To my surprise - it's identical (~200fps!) - suggesting it's using exactly the same enc/dec silicon inside the chips. (maybe?)

I think it is just a branding difference. When you click on the question mark on the CPU specs page, you get:

image.png.b71e9d73100fdac31294de220ed07218.png

image.png.b0da0cfd2a8fdc6586d0bf14f85b8ad2.png

 

  • Like 1
Link to comment
Share on other sites

5 hours ago, rbjtech said:

I got a new laptop recently with an i5 1245U CPU (2P cores, 8E cores) and it has the Intel iRIS Xe iGPU.

I suppose it's not one of those laptops which have an additional discrete GPU (Xe Max)?

5 hours ago, rbjtech said:

I'm excited to see how the dGPU's (Xe MAX) from Intel (A380 etc) perform now - as they will have dedicated memory etc - so maybe they will be even faster

Xe Max were the first dGPUs which had moderate success only ("DG1").

The ones you mention (like A350, A380, etc) are from the new generation ("DG2"), previously named "Alchimist", now named "Arc".

I'm excited as well. I'll get one in the next few days.. 🙂 

  • Like 2
Link to comment
Share on other sites

rbjtech
1 hour ago, softworkz said:

I think it is just a branding difference. When you click on the question mark on the CPU specs page, you get:

image.png.b71e9d73100fdac31294de220ed07218.png

image.png.b0da0cfd2a8fdc6586d0bf14f85b8ad2.png

 

I think you are right - it's just a branding difference - that would also explain the identical performance ;)

I had a look to get an A380 earlier this week (the Asus one) but I would have to import from the US - so I'll just wait for them to appear in the UK, hopefully not at silly inflated prices as they may be a fantastic alternative to Nvidia cards for transcoding offloading on older CPU's, need to keep that quiet until I get one - haha ..

Edited by rbjtech
Link to comment
Share on other sites

RanmaCanada

I usually do mention that all cpu's per generation SHOULD have the same ASICS.  I am happy that we have confirmation that the wikipedia entry for quicksync is not lying.

Link to comment
Share on other sites

Yes, but there can be different counts of them per CPU, they can run at different clock rates, have differently wide and/or fast memory access and a different number of shaders, which means that you cannot assume that you'll get the same performance, now matter which CPU you choose from a certain generation.

Link to comment
Share on other sites

rbjtech
4 hours ago, softworkz said:

Yes, but there can be different counts of them per CPU, they can run at different clock rates, have differently wide and/or fast memory access and a different number of shaders, which means that you cannot assume that you'll get the same performance, now matter which CPU you choose from a certain generation.

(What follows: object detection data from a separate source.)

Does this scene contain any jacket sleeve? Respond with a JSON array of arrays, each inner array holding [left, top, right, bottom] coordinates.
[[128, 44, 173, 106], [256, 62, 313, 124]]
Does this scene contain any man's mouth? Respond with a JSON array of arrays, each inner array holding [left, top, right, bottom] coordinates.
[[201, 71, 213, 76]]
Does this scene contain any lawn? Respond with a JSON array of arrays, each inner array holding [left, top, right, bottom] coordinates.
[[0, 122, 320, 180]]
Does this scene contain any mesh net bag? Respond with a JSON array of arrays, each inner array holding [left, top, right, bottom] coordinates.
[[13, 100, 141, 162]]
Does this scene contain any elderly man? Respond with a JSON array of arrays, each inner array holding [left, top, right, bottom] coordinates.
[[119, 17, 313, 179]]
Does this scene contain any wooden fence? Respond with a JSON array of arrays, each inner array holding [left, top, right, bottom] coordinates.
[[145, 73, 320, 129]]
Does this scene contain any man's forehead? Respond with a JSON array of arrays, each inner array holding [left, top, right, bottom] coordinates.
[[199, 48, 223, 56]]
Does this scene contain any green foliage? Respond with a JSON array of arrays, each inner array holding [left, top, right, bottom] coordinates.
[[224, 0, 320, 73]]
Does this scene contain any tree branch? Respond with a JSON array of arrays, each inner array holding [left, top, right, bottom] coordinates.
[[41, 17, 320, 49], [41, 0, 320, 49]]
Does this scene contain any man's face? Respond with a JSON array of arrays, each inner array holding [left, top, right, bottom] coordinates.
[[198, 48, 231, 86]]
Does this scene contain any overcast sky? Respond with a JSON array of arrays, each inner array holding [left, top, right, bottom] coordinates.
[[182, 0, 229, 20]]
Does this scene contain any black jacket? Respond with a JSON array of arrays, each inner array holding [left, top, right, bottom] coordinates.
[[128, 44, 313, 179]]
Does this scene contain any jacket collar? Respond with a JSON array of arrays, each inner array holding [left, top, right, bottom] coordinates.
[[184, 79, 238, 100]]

From a 3D perspective yes, but from an ASICS perspective, as per Ranma's thoughts, I believe they are the same regardless of the CPU specification within the same generation.

edit - Doh! - I've actually just remembered that I build my other half a new PC a few months ago as well - that is a i3 12100 - that has a UHD730 in it - so I'll run exactly the same test on that and I highly suspect I'll get exactly the same fps again.

I'll follow up shortly ..

 

Link to comment
Share on other sites

9 hours ago, rbjtech said:

From a 3D perspective yes, but from an ASICS perspective, as per Ranma's thoughts, I believe they are the same regardless of the CPU specification within the same generation.

Hehe, if it only was so simple...

...but it's more complicated by magnitudes.

First of all - as mentioned above - the count of asics can be different. For example, look at this document: https://01.org/sites/default/files/documentation/intel-gfx-prm-osrc-kbl-vol04-configurations.pdf => Page 5: GT2 and GT3 configurations

Second: there are different ways to do decoding, encoding and processing: https://github.com/intel/media-driver#components-and-features
Some of them are using shader kernels, which means that the amount of available shaders is also relevant for media acceleration.

  • Thanks 1
Link to comment
Share on other sites

9 hours ago, rbjtech said:

I've actually just remembered that I build my other half a new PC a few months ago as well - that is a i3 12100 - that has a UHD730 in it - so I'll run exactly the same test on that and I highly suspect I'll get exactly the same fps again.

You should also compare two parallel transcoding operations on each system.

  • Like 1
Link to comment
Share on other sites

rbjtech
2 minutes ago, softworkz said:

You should also compare two parallel transcoding operations on each system.

I just ran a dual parallel transcode on the iRIS Xe as I had it open - it does now hit 100% on the GPU - single thread only hit about 70%

fps dropped to 128fps each (256 fps overall)

3 at once dropped to 85fps.  (255 fps overall)

4 at once dropped to 64fps (256 fps overall)

So it seems to be scaling very well considering it's reading the same source file and writing to the same NVME drive. 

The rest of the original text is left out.